Equality is easiest. This happens if and only if $b^2=4ac$. That forces $b=2$, $4$, or $6$. If $b=2$, we need $a=c=1$, so the only configuration is $(1,2,1)$. If $b=4$, we want $ac=4$, which can happen in $3$ ways, $(1,4,4)$, $(4,4,1)$, and $(2,4,2)$. Finally, if $b=6$, we want $ac=9$, which only happens with the configuration $(3,6,3)$. Each configuration has probability $\frac{1}{6^3}$, so the required probability is $\frac{5}{216}$.
For real solutions , we want $b^2\ge 4ac$. That cannot happen if $b=1$. If $b=2$, it can only happen if $ac=1$, giving a contribution of $\frac{1}{216}$. If $b=3$, we want $ac\le 2$, which can happen in $3$ ways, for a contribution of $\frac{3}{216}$.
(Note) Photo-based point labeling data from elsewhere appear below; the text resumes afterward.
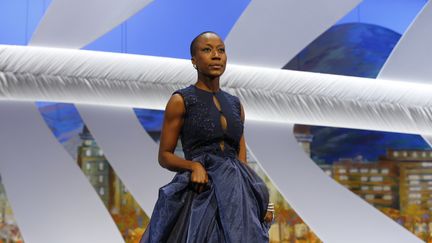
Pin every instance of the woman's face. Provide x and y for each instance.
(210, 58)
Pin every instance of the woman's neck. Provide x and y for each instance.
(207, 83)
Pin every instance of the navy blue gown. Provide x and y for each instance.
(232, 207)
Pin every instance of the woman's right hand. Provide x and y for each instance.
(199, 177)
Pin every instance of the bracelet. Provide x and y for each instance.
(270, 207)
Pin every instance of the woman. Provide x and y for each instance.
(215, 196)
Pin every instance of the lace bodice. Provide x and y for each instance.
(202, 130)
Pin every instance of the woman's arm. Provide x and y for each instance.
(172, 125)
(242, 151)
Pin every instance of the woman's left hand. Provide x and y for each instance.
(268, 217)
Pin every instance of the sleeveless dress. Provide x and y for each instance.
(232, 207)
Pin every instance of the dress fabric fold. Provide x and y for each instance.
(233, 205)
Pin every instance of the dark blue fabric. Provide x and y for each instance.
(233, 206)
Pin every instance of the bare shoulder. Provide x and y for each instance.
(175, 106)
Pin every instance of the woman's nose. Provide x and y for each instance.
(216, 54)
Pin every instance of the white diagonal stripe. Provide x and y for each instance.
(129, 149)
(76, 23)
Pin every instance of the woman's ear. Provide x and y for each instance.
(194, 63)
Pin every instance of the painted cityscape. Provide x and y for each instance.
(398, 181)
(392, 172)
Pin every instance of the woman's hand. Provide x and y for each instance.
(268, 217)
(199, 177)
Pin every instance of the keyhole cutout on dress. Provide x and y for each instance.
(222, 118)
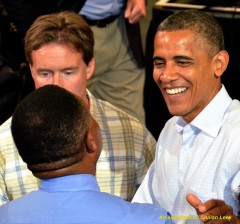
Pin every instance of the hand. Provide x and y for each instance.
(135, 10)
(213, 211)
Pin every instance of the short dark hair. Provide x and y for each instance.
(200, 22)
(66, 27)
(49, 128)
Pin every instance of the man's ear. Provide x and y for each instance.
(221, 62)
(91, 145)
(90, 68)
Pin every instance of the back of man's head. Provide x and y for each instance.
(49, 128)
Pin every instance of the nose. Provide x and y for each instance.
(57, 80)
(168, 74)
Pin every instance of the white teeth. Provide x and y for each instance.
(175, 91)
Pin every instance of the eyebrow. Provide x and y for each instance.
(179, 57)
(50, 70)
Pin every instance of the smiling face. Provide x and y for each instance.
(186, 74)
(63, 66)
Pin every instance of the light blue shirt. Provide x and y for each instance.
(76, 199)
(100, 9)
(202, 157)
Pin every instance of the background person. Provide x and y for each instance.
(119, 75)
(61, 143)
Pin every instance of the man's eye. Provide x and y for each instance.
(68, 73)
(183, 63)
(158, 63)
(45, 74)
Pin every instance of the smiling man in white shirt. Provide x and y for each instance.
(198, 149)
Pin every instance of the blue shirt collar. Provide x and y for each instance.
(75, 182)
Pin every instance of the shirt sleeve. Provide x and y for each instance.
(235, 186)
(146, 157)
(144, 192)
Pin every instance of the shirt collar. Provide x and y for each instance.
(211, 118)
(75, 182)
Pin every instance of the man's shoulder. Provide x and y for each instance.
(5, 129)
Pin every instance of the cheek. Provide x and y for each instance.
(156, 75)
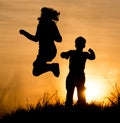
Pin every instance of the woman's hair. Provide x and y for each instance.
(50, 13)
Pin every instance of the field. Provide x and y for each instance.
(57, 112)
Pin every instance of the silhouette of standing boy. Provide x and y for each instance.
(46, 33)
(76, 76)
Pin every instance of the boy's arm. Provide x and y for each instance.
(65, 55)
(92, 54)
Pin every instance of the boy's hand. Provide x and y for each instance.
(90, 50)
(21, 31)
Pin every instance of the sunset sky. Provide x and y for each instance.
(97, 21)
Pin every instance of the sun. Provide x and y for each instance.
(94, 92)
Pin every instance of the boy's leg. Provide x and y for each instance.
(41, 68)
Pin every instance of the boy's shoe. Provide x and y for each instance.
(55, 69)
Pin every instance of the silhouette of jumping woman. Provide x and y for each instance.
(76, 76)
(46, 33)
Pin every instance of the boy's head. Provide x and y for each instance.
(50, 13)
(80, 42)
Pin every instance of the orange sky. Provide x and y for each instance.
(97, 21)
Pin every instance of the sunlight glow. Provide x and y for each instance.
(94, 92)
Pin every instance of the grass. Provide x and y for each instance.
(50, 109)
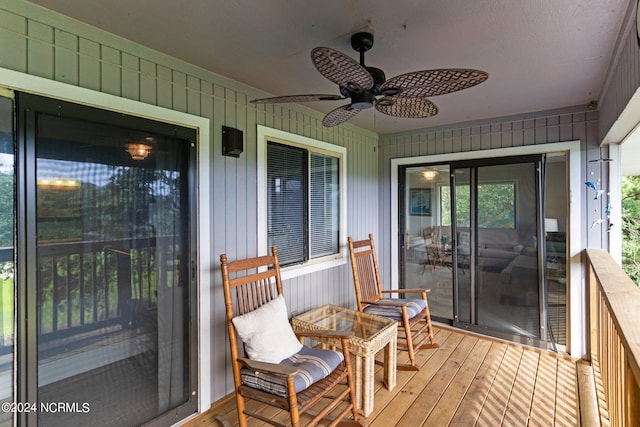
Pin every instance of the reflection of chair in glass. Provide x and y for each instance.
(411, 313)
(278, 370)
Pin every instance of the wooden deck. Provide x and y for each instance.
(468, 381)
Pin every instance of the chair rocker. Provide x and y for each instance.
(412, 314)
(277, 370)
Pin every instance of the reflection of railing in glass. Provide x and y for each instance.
(89, 285)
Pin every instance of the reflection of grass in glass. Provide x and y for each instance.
(68, 272)
(6, 307)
We leave the cases $b=4$ and $b=5$ to you. For $b=6$, we want $ac\le 9$. Let us list the ways. With $a=1$, $b$ can have $6$ values. With $a=2$ there are $4$. With $a=3$ there are $3$. With $a=4$ there are $2$. And there are $1$ each for $a=7$ and $a=6$. That gives a contribution of $\frac{17}{216}$.
For complex, one could say that the probability is $1$, since every real number is in particular a complex number. But what is probably intended is complex and non-real. Then the required probability is $1$ minus the probability the root(s) are real.